In addition, exclude_from_explicit_instantiation
or
always_inline
serves another purpose in conjunction with
the hidden visibility. If a member function in an extern template has
hidden visibility (due to an attribute,
-fvisibility-inlines-hidden
, or
-fvisibility=hidden
), a function call to it can compile to
an hidden undefined symbol, which cannot be resolved to a definition in
the libc++ DSO.
Some intended non-exported symbols were previously not marked as
hidden from ABI. The compiled programs may reference the definition in
the libc++ DSO. Hidding these symbols for the stable ABI would cause an
ABI break. These symbols can be annotated as
_LIBCPP_HIDE_FROM_ABI_AFTER_V1
:
- when building libc++, hide the symbol from ABI after ABI v1.
- when not building libc++, hide the symbol from ABI.
1 |
|
For example, the demangled symbol
std::__1::basic_ostream<char, std::__1::char_traits<char> >::tellp()

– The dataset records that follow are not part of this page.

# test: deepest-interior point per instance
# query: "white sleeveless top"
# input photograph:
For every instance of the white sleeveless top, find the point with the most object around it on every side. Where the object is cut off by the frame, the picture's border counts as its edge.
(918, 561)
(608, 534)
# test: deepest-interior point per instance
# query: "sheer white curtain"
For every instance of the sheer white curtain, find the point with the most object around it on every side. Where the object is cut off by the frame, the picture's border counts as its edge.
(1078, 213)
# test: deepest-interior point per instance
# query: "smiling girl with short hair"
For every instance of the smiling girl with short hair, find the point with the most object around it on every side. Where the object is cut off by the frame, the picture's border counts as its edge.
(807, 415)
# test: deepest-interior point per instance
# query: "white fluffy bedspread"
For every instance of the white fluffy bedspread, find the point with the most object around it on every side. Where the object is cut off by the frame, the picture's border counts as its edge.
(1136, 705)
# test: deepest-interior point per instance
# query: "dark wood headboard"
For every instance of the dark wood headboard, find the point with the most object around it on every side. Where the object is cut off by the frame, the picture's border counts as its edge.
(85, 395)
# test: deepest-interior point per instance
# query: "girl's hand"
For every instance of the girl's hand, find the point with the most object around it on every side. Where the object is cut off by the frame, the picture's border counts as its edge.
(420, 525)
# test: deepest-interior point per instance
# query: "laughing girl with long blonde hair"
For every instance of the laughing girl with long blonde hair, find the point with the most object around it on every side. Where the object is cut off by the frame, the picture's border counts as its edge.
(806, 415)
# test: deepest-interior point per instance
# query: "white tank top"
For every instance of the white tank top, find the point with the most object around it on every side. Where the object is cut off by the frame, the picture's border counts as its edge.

historically was undefined and now is defined with hidden visibility.
libc++.so.1
exports the symbol to satisfy old executables
and DSOs. libc++.so.2
does not export the symbol.
Relocatable object files compiled with different versions of libc++ headers
libc++ refers to the per-translation-unit ABI insulation as the ability to safely link two relocatable object files built with different versions of libc++ into the same executable or DSO. Additionally, this requires that non-exported symbols from building relocatable object files with different libc++ versions do not conflict.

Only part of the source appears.